Molchan test is a standard test, used by the Collaboratory for the Study of Earthquake Predictability (CSEP), for the evaluation of earthquake forecasts. Molchan test is alarm-based and evaluates whether a given alarm function has a skill, that is if it chooses better alarm sets than a random function.

The Molchan diagram shows the fraction of space-time occupied by alarms (x-axis) versus the miss-rate (y-axis). In the time-only Molchan test, the x-axis shows the fraction of time occupied by alarms. 

The a above figure illustrates time-only test for the time-invariant reference model, which has no temporal forecasting skill and does not pass the time-only Molchan test. In this case, the area-skill-score (af) is very close to random guessing (af = 0.5). The spatial forecasting skill of the reference model was eliminated by applying the test to the regions having the same value of the seismic potential (time-only Molchan test). 

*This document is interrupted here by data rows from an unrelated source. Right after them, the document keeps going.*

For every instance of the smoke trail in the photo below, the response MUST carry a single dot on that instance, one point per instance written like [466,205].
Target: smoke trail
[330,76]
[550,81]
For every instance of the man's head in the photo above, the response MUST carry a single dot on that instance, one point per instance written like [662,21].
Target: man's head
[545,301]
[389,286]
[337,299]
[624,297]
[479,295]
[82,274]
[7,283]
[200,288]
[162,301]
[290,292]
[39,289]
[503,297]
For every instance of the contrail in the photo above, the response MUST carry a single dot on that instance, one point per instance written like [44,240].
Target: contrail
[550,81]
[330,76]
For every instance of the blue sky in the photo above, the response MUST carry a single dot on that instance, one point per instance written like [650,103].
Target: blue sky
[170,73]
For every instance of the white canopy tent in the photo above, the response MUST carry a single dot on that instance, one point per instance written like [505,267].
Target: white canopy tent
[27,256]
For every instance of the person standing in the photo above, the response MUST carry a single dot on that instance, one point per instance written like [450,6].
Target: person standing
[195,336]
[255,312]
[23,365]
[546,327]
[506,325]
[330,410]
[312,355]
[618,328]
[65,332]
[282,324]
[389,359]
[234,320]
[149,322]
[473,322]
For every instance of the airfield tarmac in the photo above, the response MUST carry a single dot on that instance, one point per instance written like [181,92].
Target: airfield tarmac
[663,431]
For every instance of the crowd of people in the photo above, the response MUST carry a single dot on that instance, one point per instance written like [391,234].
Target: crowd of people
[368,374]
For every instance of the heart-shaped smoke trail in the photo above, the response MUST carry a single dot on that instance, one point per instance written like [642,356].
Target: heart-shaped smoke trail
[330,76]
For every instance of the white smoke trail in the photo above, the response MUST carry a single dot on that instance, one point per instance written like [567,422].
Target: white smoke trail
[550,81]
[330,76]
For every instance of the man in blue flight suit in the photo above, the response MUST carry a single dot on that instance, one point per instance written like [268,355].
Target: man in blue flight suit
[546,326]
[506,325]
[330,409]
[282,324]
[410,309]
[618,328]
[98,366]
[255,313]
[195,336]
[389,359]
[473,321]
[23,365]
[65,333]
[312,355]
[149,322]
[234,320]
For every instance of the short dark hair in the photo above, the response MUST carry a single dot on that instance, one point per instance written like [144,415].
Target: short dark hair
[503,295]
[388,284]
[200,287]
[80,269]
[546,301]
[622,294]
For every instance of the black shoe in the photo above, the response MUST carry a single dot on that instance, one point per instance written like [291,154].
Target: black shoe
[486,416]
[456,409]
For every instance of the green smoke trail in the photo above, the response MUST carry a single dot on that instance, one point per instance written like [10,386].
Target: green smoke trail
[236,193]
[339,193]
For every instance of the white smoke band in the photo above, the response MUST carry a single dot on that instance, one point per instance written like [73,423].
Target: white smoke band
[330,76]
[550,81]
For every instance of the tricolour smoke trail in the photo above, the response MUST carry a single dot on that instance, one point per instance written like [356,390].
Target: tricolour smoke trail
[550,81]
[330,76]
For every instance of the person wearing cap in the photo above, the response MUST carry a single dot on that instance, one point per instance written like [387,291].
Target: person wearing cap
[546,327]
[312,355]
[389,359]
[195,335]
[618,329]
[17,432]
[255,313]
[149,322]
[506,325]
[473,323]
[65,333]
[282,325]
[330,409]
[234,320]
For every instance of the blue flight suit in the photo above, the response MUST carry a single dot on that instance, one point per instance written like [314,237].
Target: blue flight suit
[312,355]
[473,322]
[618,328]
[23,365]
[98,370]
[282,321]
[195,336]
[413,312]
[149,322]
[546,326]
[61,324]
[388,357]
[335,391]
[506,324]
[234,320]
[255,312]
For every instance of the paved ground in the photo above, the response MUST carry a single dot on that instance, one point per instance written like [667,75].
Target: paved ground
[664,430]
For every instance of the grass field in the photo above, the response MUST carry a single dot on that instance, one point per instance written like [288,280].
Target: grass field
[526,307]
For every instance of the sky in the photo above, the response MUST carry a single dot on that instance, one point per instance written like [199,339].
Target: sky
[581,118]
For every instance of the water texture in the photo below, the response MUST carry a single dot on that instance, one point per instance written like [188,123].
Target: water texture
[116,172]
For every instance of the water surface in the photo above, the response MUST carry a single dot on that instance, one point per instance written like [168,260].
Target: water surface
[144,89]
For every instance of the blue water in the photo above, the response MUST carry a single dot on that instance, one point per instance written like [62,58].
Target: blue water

According to the Omega-Theory, the reference model for the Quantectum forecasts is the so-called average seismic potential, which is based on the maximum-magnitude law and the Gutenberg-Richter’s law: Ps = A (log N + Mmax). Here, A is the normalization parameter, N is the long-range average rate of events at a certain point, and Mmax is the maximum magnitude of the past earthquakes in the catalog. We use the USGS seismic catalog ( since 1950 for the M5.5+ earthquakes. We calculate the smoothed average seismic potential, where the smoothing function w = 1/((r/Lc)^3 + 1) is defined based on the Green’s near field extended to the Cosserat continuum. Here, r is the distance from the earthquake epicenter and Lc is the Cosserat characteristic length. We use Lc = 250 km.

The following figure illustrates our reference model.

The normalized seismic potential used here has a spatial resolution of 1 degree. The range of possible values of the normalized seismic potential is between 0 and 1.  

Meaning of the reference model

  • The choice of the reference model is crucial if the test result is to be useful.
  • The reference model should be the best possible model that one is not yet proud of. A quantity carefully derived from the observed long-term seismicity by means of the seismic potential would be a good choice. 
  • It is good enough (getting anything better is amazing) and bad enough (it is not an amazing result in itself) at the same time.
  • The reference model is a much stricter concept than an alarm function. 
  • The value of the reference model (seismic potential) in a location (bin) is some quantitative measure of the assumed probability density (frequency) of earthquakes.
  • The reference model should fall into the same class of physical models as the alarm function.
  • Failure to produce a good reference model is the easiest way to obtain a skilled alarm function
  • After the reference model is found to be suitable, the testing is straightforward: the area skill score for the tested alarm function is to be computed and checked if it is above the significance limit. If it is, the function passes the test, if not, it fails.
  • Usually, the significance limit in literature is set to 1 %.


  • Molchan, G.M., 1990. Strategies in strong earthquake prediction. Physics of the Earth and Planetary Interiors. 61, 84-98.
  • Molchan, G.M., 1991. Structure of optimal strategies in earthquake prediction. Tectonophysics. 193, 267-276.
  • Molchan, G.M., Kagan, Y.Y., 1992. Earthquake Prediction and Its Optimization. Journal of Geophysical Research. 97/B4, 4823-4838.
  • Molchan G.M., 2012. On the testing of seismicity models. Acta Geophysica. 60, 624-637.
  • Zechar, D.J., Jordan, T.H., 2007. Testing alarm-based earthquake predictions. Geophysical Journal International. 172(2), 715-724.